How do you justify an investment in IT Support? How do you make sure that your investment was a good one?
The issue with measuring ROI with IT Support is that it seems almost impossible to do. Unlike a farmer investing in say, a tractor, an executive cannot see the increased production generated from implementing effective IT Support.
The Psychology of IT Investments
What is the best case scenario for your IT setup?
The most perfect, brilliant IT support setup in the world, to a lay person, can be most fully described as, “functioning”.
A good investment in IT Support aims to have minimum, or even zero down-time, which is an important goal for a lot of businesses. However, the best case scenario, is not tangible. If everything goes right, then nothing goes wrong. That’s the best return for an IT Support investment.
How can you justify a large investment in IT Support, where your ROI is measured by “nothing going wrong”?
“If everything goes right, then nothing goes wrong. That’s the best return for an IT support investment.”
When people think of their business productivity, they do not automatically account for downtime, which is something that everyone can and will experience if they do not invest well in IT Support.
Honestly, it’s a natural response. Unless clients have experienced a system failure, or network downtime in the past, they probably feel like it’s a large cash outlay that effectively makes their business do no more than what they expect it to do.
The Cost of Downtime
This graph, from a Coleman Parkes 2010 study, shows the average revenue loss in terms of Euros for different sized companies. It should be noted, that ‘small’ in this example is 50-499 employees.
Further, the study provides no data about the quality of the existing IT setups in their sample, so these numbers could be inflated, or deflated depending on whether their setups were poor, or fantastic, respectively.
See For Yourself
If your business has experienced downtime, you can attest to the importance of business continuity. If not, here’s a way to calculate the loss for your own business:
Let’s use an example of 1 hour of downtime. How many employees are affected? Let’s say, 15. How much is each employee’s time worth? Let’s say, they’re all in the same department, and one hour’s pay is $20 SGD. By having one hour of downtime, you effectively lose 15 man-hours of productivity, and therefore $300 SGD per hour.

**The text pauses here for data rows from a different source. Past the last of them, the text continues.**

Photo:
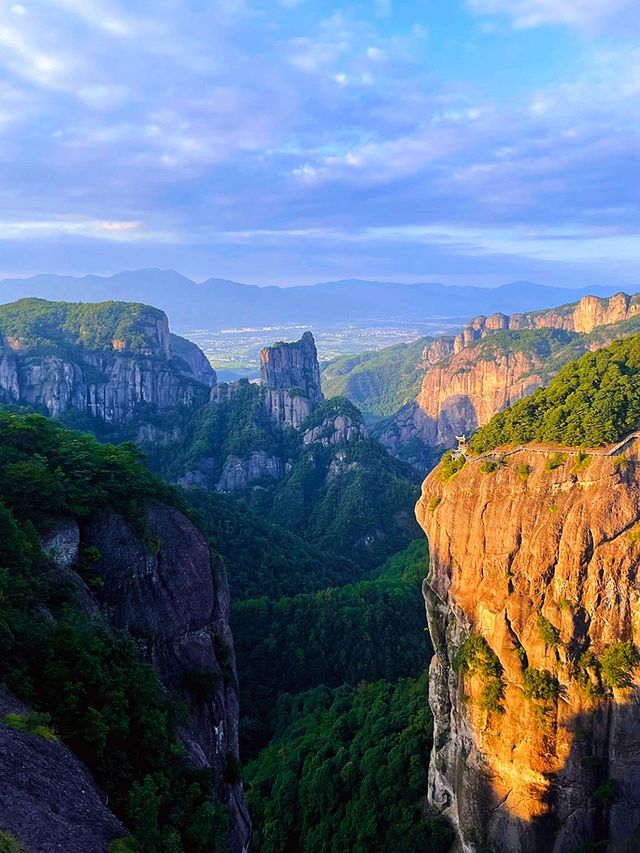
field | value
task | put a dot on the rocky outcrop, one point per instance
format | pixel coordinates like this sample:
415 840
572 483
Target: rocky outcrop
239 474
583 316
197 364
290 375
170 592
124 378
467 382
535 747
48 800
465 393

This is a simplistic calculation, admittedly, but it helps put the concept of downtime in numerical terms.
Do this calculation for your own business. How many man-hours did you lose last year? How many do you expect to lose in the coming year? Perhaps your business could function fine regardless of downtime. Or perhaps, like most businesses, you would stand to lose some money and need to think about whether this loss warrants an investment in IT.